With insufficient funds to provide for the surplus of prisoners, those incarcerated are forced to deal with sanitary issues, contaminated food, and a decrease in accessibility to essential services.
How this does not constitute as cruel or unusual punishment continues to confuse me? This is essentially torture, as prisoners are forced through inhumane conditions because of a fault on the justice system’s behalf.
The issue is not just gross and wrong, but also a matter of life and death.
One of the roots of overcrowding goes back to the beginning of most issues in the justice system: recidivism. With new prisoners coming in and old prisoners re-offending, the prisons have to account for both groups combined rather than losing old prisoners to make room for new ones.
The wrongful punishment continues as overcrowding can be largely attributed to sentencing itself.
Say a prison can hold 2o people. 10 people are given life sentences, and sent to this prison. Five years into their prison sentence, another 5 people have committed a crime and been sent to this prison. Ten more years in, 15 people have now committed a crime, resulting in a prison holding 25 people where it has the capacity for 20.
Now translate this to something much more large-scale, or tag a “-thousand” onto the numbers I provided. That marks the seriousness of this conflict.

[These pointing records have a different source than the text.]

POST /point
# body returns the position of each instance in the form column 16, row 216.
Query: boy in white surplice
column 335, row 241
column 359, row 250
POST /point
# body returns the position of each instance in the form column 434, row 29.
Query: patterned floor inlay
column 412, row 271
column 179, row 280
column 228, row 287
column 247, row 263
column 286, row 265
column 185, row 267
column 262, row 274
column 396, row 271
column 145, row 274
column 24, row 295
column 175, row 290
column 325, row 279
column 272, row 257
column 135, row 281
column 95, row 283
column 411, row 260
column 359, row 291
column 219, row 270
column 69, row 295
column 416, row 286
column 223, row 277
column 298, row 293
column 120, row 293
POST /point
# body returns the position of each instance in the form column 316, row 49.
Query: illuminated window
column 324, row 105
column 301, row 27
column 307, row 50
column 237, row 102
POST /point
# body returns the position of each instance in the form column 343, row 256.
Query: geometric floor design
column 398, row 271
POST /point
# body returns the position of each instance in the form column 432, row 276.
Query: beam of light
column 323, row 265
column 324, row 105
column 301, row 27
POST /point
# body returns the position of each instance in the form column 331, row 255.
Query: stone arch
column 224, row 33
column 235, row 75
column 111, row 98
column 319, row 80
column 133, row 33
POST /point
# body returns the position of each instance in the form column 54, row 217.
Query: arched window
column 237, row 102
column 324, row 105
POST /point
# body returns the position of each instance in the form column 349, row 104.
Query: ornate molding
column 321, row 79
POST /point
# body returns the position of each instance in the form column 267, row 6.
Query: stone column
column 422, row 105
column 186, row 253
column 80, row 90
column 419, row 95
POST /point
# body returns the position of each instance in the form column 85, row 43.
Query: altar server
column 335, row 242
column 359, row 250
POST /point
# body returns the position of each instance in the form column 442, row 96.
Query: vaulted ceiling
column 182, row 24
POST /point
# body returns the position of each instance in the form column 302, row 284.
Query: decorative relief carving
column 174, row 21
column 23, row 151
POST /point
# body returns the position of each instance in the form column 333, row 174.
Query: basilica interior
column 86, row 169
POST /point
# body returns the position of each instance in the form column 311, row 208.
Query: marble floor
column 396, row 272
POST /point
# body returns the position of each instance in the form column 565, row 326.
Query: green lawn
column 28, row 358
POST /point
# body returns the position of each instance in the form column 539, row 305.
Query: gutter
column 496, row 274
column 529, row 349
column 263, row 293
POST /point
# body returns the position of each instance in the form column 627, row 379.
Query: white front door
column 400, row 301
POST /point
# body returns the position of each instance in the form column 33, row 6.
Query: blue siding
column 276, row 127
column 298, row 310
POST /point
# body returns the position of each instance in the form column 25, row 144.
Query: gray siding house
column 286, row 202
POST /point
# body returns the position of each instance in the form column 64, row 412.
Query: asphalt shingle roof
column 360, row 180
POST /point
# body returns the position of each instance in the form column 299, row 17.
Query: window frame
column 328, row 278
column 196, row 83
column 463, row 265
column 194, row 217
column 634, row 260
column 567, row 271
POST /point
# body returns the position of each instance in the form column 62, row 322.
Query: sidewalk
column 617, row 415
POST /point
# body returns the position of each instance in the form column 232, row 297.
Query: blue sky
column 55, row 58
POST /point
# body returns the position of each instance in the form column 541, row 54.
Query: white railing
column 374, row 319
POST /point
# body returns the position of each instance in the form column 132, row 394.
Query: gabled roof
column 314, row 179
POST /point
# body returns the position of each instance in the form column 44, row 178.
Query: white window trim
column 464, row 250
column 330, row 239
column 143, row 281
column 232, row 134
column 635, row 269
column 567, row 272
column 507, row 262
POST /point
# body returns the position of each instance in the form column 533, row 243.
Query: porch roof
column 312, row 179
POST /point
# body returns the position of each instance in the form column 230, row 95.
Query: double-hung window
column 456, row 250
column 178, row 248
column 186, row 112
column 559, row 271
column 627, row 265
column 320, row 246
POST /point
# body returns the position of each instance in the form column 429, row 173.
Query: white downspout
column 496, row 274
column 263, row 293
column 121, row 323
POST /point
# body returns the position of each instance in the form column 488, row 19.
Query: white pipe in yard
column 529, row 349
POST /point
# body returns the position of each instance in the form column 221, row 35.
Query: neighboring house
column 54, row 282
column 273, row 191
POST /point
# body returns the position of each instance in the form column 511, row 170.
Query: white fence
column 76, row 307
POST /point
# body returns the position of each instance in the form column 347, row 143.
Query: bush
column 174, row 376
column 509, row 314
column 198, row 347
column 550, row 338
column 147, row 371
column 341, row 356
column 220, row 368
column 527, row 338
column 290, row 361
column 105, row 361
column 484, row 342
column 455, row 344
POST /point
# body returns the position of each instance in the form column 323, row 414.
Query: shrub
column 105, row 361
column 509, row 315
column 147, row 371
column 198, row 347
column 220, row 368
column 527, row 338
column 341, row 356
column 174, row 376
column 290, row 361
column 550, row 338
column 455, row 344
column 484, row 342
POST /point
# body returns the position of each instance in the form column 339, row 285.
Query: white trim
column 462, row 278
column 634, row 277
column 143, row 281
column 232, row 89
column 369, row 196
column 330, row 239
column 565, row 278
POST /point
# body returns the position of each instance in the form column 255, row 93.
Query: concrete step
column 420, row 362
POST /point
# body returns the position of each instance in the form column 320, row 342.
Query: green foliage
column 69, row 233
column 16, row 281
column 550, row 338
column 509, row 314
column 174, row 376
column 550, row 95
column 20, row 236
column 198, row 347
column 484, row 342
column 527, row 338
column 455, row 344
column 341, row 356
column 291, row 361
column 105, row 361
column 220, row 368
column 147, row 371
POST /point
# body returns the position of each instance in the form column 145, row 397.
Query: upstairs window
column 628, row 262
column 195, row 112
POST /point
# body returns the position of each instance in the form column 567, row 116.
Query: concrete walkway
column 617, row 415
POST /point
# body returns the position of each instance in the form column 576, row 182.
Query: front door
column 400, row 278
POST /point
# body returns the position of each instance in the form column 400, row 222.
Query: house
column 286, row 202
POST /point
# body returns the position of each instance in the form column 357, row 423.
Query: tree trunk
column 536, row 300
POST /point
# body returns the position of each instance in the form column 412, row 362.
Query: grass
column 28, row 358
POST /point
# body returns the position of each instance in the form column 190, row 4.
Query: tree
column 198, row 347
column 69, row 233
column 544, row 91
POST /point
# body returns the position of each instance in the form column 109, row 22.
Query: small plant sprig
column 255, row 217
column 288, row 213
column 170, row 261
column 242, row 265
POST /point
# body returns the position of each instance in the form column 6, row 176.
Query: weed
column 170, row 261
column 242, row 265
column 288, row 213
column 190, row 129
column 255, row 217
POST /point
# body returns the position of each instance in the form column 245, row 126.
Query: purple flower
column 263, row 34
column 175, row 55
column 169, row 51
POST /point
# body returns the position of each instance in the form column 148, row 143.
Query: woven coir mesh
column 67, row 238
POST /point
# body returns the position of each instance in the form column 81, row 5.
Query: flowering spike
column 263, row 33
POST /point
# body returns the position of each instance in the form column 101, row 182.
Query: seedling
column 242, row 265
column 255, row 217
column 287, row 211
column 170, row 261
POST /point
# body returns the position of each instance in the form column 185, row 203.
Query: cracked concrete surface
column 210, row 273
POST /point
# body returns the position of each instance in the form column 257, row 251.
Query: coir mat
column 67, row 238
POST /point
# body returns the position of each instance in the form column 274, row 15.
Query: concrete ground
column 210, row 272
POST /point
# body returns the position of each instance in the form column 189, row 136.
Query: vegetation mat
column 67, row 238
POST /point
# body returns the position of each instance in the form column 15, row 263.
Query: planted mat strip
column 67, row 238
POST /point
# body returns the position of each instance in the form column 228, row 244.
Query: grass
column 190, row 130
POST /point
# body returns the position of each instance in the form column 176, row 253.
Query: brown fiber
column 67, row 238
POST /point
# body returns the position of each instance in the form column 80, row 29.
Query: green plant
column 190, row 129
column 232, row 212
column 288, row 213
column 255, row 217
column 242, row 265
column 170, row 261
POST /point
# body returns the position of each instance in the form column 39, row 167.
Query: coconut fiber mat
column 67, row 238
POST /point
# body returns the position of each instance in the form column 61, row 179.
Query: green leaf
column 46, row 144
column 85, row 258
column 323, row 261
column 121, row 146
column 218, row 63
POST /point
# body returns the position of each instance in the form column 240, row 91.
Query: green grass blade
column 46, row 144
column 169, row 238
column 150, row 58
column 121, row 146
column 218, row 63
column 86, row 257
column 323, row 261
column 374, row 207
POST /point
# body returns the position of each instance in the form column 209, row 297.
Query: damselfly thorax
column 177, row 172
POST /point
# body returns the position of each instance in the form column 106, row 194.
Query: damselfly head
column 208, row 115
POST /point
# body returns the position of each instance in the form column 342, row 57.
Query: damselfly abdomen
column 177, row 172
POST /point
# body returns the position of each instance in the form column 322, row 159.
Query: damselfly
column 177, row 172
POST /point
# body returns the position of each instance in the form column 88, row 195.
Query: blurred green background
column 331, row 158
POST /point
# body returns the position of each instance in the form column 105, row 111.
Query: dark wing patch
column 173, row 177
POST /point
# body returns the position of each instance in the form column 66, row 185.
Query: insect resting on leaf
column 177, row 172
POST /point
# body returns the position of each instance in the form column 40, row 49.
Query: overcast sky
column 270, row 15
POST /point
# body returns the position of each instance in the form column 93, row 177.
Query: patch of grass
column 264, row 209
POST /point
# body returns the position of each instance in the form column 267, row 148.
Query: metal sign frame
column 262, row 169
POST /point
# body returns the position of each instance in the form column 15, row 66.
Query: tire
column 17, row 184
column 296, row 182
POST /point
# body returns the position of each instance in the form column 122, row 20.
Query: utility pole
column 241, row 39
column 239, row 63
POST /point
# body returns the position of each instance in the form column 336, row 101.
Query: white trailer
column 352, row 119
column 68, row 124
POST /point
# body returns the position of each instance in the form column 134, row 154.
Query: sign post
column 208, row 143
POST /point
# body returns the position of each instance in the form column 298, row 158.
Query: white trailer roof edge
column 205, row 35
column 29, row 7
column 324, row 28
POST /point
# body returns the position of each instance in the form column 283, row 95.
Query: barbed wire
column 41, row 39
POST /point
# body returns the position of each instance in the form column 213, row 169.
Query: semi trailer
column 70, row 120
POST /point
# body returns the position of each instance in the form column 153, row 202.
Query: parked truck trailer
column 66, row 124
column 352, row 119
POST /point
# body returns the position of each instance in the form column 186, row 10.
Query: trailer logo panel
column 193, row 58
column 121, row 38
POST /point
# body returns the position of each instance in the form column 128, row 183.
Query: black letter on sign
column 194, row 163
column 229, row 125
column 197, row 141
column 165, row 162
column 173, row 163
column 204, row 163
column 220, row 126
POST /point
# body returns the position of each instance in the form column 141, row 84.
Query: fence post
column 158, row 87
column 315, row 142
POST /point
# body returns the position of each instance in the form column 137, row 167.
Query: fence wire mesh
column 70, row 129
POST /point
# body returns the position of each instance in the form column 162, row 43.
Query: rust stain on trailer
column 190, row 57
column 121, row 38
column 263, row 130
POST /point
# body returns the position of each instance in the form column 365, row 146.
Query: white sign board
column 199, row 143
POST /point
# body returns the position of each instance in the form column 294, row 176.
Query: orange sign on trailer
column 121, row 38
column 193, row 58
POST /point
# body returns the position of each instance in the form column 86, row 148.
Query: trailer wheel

Not only does overcrowding hurt the prisoners themselves, but also the prison staff, as they become stressed having to supervise more prisoners than what is normal and feasible.
The lack of resources available to be allotted to each prisoner, the issues with cleanliness and spread of disease, and the issues related to mental health — essentially every issue present in the US criminal justice system — has some beginnings in overcrowding.
To function properly, a prison must be within its resources. To not be at this threshold and instead, allow for degrading practices, equates the crime of the prisoner with the crime of the system.